The list is truly endless. I learnt about every facet of the different skills in companies from different experts in their fields whom generously gave me time and patience to help me learn, avoid mistakes and to make the right decisions. I have mentors whom helped support me when I was a one-man-band, I had a recruitment genius share his skill set to allow me to make better employment decisions, I picked the brains of marketing professionals at Cranfield, I sourced a brilliant small company accountancy firm having interviewed 3 others in Bedford, selecting Keen Shay Keens and the lovely Charles Little and Caroline Godfrey.
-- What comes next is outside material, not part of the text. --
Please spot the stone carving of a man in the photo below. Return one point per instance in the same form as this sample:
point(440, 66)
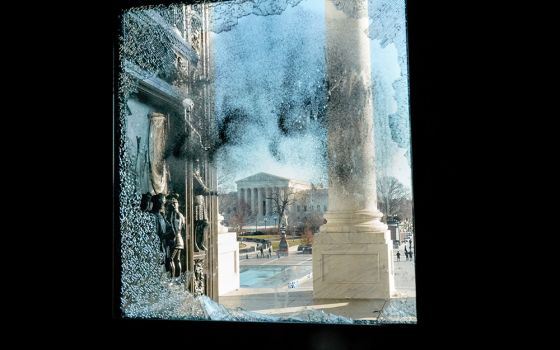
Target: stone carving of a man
point(177, 227)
My M&A lawyer taught me a huge amount about the exit process, the language of the ridiculous timetable, the legalities, the planning and Ian Morris of EMW Law also applied the priceless commodity of common sense and friendship when needed.
What’s the best way for start-ups to approach entrepreneurs for help?
My favourite and most powerful opening question when looking for help is as follows, “Please treat me like the idiot, the beginner I am, I understand you are experienced in / expert in XYZ and what I am trying to understand is the best way to get whatever challenge of the learning moment sorted.”
I have never been let down when I ask someone to share their valuable time using humility and respect, and being all ears in the process whilst writing notes and then sense checking against 3 other “experts” before coming to my own conclusions. Apply the three sense check rule, than make a decisions on your own learnings and guts feel and you will not go far wrong. I may be much older now but the process still applies today.
What sort of guidance do you think startups can ask of entrepreneurs?
Anything that is relevant to that particular individuals experience. I think it’s also important to be involved in enterprise clubs like Supper Club or E2E exchange or Vistage, or The Academy of Chief Executives, whichever flavour of learning and development gives you a network of good people to share problems and solve challenges with. I made the mistake of not joining such an organisation soon enough and have since found them priceless for my continued business education.
The biggest problem our readers have is accessing funding for their start-ups. So many readers simply don’t have the time or know-how for in-depth crowdfunding or angel investor pitches. What advice can you give start-ups in this position?
There is no such excuse as not having the time. Time is a matter of the priorities you need to make but fundamentally I remain horrified and disappointed that we still have business leaders running companies whom do not put in the vital time and attention they should to their own company finances.
Companies with hundreds of thousands in turn-over will fail ultimately as they make the wrong stock order decisions not knowing what cash is available. These companies often complain banks do not lend when the bank itself cannot lend without facts like a cash flow and balance sheet showing the owner has a grasp of making the right commercial investment and reinvestment decisions when taking risks in growth.
Funding is out there, banks will loan to good bets as they have the cheapest rates for finance, so we should go to them first and any other source funding next. Entrepreneurs also need to learn that at some stage, if they believe their idea is so very good, then they themselves have to back it with assets on the right occasions. If you’re not willing to bank on your idea why should a stranger? There is a mass of information now also available on support to get the right pack together for crowd funding and to get investor pitches right, it is about making the effort and applying yourself, like all the development stages of a growth business – another hurdle to leap and move forward with new skills.